Since I’d made my comeback with Careful, the adult world thought I was back for good. But now everything was being shot on video and I was being offered significantly less money. If they weren’t going to pay me what I wanted, I couldn’t see the point in doing them for less.
I wasn’t on any schedule and had no routine whatsoever. Time meant nothing to me. Sometimes I’d just find myself at an airport with a carryon bag, looking at the board, seeing what was available, and pointing to the first destination that struck my fancy, saying, “I want to go there,” and I’d be gone two to three months. My secretary would do my mail order business and I’d be somewhere warm like the Dominican Republic, Costa Rica, or Mexico. Anywhere there was an ocean and sand.
When I ran out of money, I’d call Chicago and simply say, “Put more money in my checking account.”
On other occasions, I’d visit my family back East. My Uncle Tom liked to speculate on real estate and he and I bought a farm in Virginia together, which we held onto for a few years and then sold. I would hang out there
and garden and visit with old friends and just not do a whole lot of anything. I never really told my family much about my lifestyle or career, and they didn’t ask.

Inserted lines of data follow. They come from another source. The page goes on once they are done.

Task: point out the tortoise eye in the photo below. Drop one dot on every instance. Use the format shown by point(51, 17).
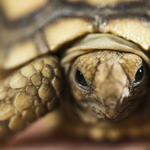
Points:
point(80, 78)
point(139, 76)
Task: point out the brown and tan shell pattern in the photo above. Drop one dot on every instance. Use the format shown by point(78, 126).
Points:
point(31, 28)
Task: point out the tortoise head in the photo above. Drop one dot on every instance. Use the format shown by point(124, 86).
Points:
point(109, 83)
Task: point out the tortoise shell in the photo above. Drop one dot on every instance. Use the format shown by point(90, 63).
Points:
point(64, 30)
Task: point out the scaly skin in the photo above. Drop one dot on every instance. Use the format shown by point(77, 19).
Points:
point(29, 93)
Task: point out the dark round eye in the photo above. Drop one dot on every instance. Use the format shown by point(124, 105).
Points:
point(80, 78)
point(139, 76)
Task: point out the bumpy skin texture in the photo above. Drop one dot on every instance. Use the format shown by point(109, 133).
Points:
point(29, 93)
point(48, 27)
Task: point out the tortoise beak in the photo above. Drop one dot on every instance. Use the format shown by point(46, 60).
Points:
point(111, 84)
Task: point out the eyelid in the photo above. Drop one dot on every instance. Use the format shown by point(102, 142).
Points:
point(85, 88)
point(144, 74)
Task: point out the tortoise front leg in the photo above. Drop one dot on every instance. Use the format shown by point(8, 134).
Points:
point(29, 93)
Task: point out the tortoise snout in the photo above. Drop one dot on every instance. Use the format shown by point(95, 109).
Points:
point(110, 82)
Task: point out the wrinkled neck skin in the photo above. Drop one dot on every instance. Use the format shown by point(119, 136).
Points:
point(112, 92)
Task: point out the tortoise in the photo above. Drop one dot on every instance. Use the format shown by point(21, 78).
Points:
point(84, 62)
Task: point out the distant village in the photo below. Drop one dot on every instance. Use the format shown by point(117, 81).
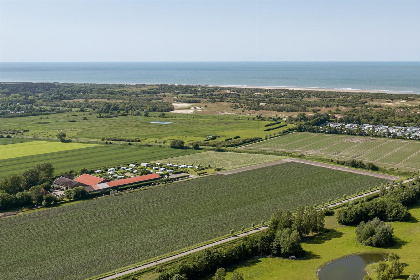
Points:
point(408, 132)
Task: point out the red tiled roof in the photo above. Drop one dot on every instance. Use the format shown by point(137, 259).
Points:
point(89, 179)
point(133, 180)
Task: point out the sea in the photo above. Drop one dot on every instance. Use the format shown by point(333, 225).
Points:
point(399, 77)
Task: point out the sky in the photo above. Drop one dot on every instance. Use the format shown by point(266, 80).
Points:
point(209, 30)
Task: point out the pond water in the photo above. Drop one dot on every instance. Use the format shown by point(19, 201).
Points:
point(350, 267)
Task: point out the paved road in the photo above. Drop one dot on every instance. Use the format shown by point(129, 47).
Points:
point(183, 254)
point(387, 177)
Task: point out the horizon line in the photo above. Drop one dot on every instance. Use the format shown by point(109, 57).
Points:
point(209, 61)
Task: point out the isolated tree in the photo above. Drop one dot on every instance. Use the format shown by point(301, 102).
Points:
point(414, 276)
point(374, 233)
point(61, 136)
point(177, 144)
point(236, 276)
point(220, 274)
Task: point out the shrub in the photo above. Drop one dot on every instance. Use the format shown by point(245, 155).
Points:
point(375, 233)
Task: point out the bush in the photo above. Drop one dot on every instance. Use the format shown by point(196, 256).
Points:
point(383, 208)
point(375, 233)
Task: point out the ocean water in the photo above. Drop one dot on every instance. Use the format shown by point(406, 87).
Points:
point(401, 77)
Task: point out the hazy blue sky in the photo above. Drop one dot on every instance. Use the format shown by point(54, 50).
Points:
point(209, 30)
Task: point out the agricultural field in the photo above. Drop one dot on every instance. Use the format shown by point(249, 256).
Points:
point(225, 160)
point(92, 237)
point(338, 242)
point(37, 148)
point(89, 157)
point(392, 153)
point(187, 127)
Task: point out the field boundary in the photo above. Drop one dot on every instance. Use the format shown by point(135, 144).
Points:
point(313, 163)
point(176, 255)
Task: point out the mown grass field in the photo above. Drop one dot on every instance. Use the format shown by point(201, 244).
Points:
point(225, 160)
point(393, 153)
point(92, 237)
point(185, 127)
point(38, 147)
point(339, 242)
point(93, 157)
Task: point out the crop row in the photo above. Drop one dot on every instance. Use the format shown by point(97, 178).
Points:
point(93, 237)
point(90, 158)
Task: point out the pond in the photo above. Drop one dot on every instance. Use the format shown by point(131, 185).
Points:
point(349, 267)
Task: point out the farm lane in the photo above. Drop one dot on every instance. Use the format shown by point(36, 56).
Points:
point(345, 169)
point(183, 254)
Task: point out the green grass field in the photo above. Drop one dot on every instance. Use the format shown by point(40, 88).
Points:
point(93, 157)
point(393, 153)
point(186, 127)
point(37, 148)
point(339, 242)
point(225, 160)
point(88, 238)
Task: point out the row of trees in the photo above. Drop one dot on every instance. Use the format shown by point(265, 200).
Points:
point(28, 188)
point(390, 206)
point(283, 238)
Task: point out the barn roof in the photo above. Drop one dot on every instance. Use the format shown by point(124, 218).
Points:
point(89, 179)
point(133, 180)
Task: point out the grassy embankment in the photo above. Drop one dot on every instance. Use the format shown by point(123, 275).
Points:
point(93, 237)
point(391, 153)
point(338, 242)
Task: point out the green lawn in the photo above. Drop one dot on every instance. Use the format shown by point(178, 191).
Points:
point(37, 147)
point(92, 237)
point(225, 160)
point(339, 242)
point(393, 153)
point(186, 127)
point(94, 157)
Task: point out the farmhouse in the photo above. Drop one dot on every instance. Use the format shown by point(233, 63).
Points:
point(123, 182)
point(65, 183)
point(89, 180)
point(93, 183)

They knew about the adult films, but never really questioned me about any of it. They saw I paid my bills and as far as they knew, everything was fine. But anybody who parties like a rock star doesn’t reveal much about what they’re doing, and I didn’t either. I may have appeared to them to be happy, but I certainly wasn’t, or I wouldn’t have been doing the amount of drugs I was doing.

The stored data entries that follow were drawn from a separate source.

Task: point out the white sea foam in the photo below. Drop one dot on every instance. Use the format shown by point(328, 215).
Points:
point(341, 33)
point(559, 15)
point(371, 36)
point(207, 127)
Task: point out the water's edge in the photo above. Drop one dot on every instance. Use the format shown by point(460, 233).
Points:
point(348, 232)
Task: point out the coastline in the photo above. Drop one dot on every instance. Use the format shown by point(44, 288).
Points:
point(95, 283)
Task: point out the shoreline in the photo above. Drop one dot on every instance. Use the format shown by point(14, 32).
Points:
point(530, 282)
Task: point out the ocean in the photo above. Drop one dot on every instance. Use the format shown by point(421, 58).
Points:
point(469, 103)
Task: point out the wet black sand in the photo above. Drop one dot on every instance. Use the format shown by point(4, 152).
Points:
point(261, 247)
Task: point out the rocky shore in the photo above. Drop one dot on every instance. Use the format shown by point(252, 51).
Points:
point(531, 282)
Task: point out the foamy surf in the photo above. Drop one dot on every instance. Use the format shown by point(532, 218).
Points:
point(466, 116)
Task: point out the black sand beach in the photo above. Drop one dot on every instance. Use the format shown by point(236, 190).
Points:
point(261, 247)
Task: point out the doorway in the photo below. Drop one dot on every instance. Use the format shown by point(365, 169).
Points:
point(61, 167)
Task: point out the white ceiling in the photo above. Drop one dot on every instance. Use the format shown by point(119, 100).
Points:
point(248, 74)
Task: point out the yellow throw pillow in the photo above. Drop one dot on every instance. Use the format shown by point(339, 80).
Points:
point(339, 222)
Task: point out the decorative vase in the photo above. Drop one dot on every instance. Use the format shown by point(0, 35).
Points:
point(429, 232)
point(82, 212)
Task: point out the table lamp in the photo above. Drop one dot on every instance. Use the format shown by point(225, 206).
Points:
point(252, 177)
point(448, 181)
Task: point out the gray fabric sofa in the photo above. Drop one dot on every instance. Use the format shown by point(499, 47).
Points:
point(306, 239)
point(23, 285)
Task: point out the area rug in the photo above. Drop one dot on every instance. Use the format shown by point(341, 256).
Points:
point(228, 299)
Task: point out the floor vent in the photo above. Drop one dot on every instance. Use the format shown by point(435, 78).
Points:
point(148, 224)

It turned into a three-year blur. I still had the mail order business, the Club Magazine shoots, and some stripping here and there, but all in all it was one big, outrageous party. I’m sure I did certain things I don’t even remember. Even in my drug haze, I did manage to meet some truly interesting and talented people. Brilliant musicians like Buddy Miles, and blues greats Sugar Blue and Big Time Sarah. Not only were they fabulous performers, but they also turned into true friends. I remember seeing The Rolling Stones when Sugar opened for them in Chicago at a huge outdoor concert. Sugar played the famous harmonica part on their big hit, “Miss You.” I was on the Stones’ bus with him. Sugar was very nervous because it was such a large audience and it was The Stones! But in spite of the stage fright, he was absolutely awesome. Very few men on this planet can play the harmonica like Sugar.
I just couldn’t handle a serious relationship. Instead, I had fuck buddies. Whoever was convenient at the moment. The flavor of the day. I’d get what I wanted and tell them to leave. I didn’t even want them to spend the night. I didn’t want to wake up next to anyone or talk to them. I didn’t want to feel anything since I didn’t believe in people anymore. I didn’t give a flying fuck about any of them. I don’t remember most of their names.